Su organismo sufre cambios tóxicos y metabólicos, sobre todo en el procesamiento de las grasas, las cuales son depositadas en las arterias y en el hígado. Tales alteraciones se producen con mayor rapidez y gravedad cuando el alcohol consumido —que resulta ser un "antialimento"—, equivale a más del 20% de las calorías de la dieta.

Esto explica por qué quienes beben en exceso corren serios riesgos de sufrir infartos cardiacos, trombosis cerebrales o padecer de hígado graso y, de seguir el consumo, también cirrosis hepática, pues las grasas llegan a niveles muy altos, y con ellas aumenta el llamado colesterol malo con disminución del bueno, lo cual determina la acumulación de grasa y la obstrucción en las paredes arteriales y en el hígado.

Según calculan los especialistas, el alcohol es el causante de la pérdida de entre 10 y 12 años de vida.

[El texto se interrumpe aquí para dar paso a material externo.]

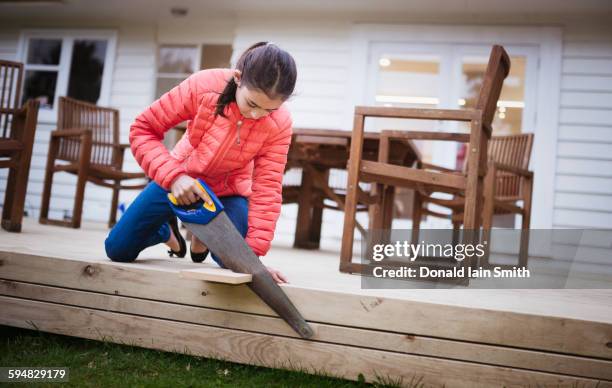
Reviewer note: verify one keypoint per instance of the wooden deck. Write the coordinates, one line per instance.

Quien convive con un alcohólico (no rehabilitado) y tiene que soportar años de estrés mantenido —por la incertidumbre implícita en la preocupación acerca de ¿cómo vendrá?, ¿qué habrá hecho en la calle?, ¿qué le hará a mis hijos?—, lo paga con pérdida de la salud, y la aparición de enfermedades como hipertensión, obesidad, infartos cardiacos y cerebrales, úlceras gastrointestinales, soriasis, depresión y hasta disminución del interés por la vida.

Lo importante es evitar llegar a ese estado, y si ya ocurrió, buscar con urgencia ayuda médica para la rehabilitación del adicto.

¿Cómo se puede lograr?

Nuestro sistema de salud permite hacerlo. Comienza por el médico de la familia, las áreas especializadas de los policlínicos y los centros comunitarios de salud mental de cada municipio. Pero sucede que cuando el paciente no desea rehabilitarse desgraciadamente obstaculiza el proceso. Por eso lo más importante es no dejar que las cosas lleguen a tales extremos.

La prevención debe empezar con el ejemplo de padres "consumidores responsables" de bebidas alcohólicas; evitar a toda costa convidar a personas jóvenes a "darse un trago"  u ofrecerlo a un niño "para que sea hombre", uno de los más frecuentes y dolorosos errores que puedan cometerse en un hogar, cuyas funestas consecuencias resultan incalculables.

Hay que desarrollar un estilo de vida en el cual el alcohol desempeñe un papel cada vez menos importante. Para celebrar, divertirnos o mostrar amistad, amor u hombría, no necesitamos embriagarnos; estos constituyen atributos espontáneos en cualquier persona normal.

El alcohol resulta ser realmente una droga bajo piel de cordero: Es como un lobo enmascarado en el cuero de un inofensivo animal, que va multiplicando, mediante el acercamiento inadvertido, sus nefastas potencialidades dañinas.